本当の君を好きになる
卒業式





「本日は私たち、卒業生のために、このような式典を挙げていただき、まことにありがとうございます。

また、ご多忙の中ご出席くださいました、御来賓の皆さま、校長先生はじめ先生方、並びに保護者の皆様に、卒業生一同、心から御礼申し上げます。」





厳かな雰囲気の中、卒業生代表、桐谷湊くんの答辞が読まれる。



そう。今日は私たちの卒業式だ。





「……さて、ここで少し個人的な話をさせて頂きたいと思います。」










あれから私たちは、前より更に絆が深まったように感じた。

湊くんは、あの一件以来本当に明るくなったし、前より更に勉強を頑張るようになった。



そして、それぞれが希望の大学に合格し、それからは5人でたくさん遊んだ。



5人の中で進路が決まるのが一番遅かったのは、予想通り私だったが、その分皆からたくさんお祝いをしてもらえた。

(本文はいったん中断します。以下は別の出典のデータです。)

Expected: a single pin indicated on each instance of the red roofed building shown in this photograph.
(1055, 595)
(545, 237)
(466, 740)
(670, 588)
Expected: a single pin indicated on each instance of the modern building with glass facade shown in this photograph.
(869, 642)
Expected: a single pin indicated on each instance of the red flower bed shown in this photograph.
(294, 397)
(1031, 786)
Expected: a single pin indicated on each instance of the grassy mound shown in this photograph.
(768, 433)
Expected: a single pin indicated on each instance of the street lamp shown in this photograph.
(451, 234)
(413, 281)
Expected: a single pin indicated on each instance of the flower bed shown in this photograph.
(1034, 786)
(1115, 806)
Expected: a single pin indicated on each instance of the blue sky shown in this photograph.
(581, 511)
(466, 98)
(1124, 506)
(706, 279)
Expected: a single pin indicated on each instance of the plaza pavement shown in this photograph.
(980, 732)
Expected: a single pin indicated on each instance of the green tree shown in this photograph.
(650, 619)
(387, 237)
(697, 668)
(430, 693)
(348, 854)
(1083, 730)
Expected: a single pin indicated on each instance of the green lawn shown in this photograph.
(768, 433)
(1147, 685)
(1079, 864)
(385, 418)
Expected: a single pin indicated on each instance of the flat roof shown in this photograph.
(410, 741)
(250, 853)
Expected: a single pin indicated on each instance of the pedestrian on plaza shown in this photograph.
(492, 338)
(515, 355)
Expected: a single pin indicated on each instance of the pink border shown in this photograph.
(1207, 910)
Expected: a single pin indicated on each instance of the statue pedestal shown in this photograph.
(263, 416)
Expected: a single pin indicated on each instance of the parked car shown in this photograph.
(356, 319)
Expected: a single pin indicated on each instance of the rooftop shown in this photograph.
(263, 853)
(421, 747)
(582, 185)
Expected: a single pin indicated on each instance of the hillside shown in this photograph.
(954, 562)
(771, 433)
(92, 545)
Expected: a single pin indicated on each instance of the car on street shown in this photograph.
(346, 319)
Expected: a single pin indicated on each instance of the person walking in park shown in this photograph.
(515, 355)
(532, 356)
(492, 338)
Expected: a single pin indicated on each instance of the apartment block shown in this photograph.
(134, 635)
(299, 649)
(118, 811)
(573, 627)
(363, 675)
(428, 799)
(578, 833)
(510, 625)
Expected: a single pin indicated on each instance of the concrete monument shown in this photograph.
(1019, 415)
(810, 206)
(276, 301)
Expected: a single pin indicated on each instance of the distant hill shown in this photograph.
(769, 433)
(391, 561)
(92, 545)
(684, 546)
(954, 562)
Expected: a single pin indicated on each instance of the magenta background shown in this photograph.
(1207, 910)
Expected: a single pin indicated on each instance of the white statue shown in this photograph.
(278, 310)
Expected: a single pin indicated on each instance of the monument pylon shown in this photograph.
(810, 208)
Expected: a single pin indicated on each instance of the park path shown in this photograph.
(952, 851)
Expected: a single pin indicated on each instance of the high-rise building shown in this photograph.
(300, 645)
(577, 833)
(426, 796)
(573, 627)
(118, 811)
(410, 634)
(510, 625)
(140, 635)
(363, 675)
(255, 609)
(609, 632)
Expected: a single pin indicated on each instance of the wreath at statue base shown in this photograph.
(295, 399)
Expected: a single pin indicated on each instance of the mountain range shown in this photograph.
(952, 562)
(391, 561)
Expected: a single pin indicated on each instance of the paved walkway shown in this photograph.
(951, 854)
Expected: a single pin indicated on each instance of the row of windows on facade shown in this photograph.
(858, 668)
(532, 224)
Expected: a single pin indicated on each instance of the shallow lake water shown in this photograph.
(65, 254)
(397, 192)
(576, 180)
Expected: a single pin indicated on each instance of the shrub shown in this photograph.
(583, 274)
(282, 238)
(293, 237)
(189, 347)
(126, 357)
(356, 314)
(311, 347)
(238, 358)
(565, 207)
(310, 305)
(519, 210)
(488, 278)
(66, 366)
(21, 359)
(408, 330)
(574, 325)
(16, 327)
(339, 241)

そんな大切な仲間と、学校で一緒にいられるのも、今日で最後なんだよね……。











「──僕は子どもの頃から、学校という場所が嫌いでした。転校が多かった僕にとって、友だちは必要のない存在だったからです。仲良くなっても、すぐに別れが来るのであれば、友だちなんて始めから作らなければいい。そんな考えをするようになりました。」






堂々とそう話をする湊くんは、全く原稿を見ることなく、真っ直ぐ前を向いて話をする。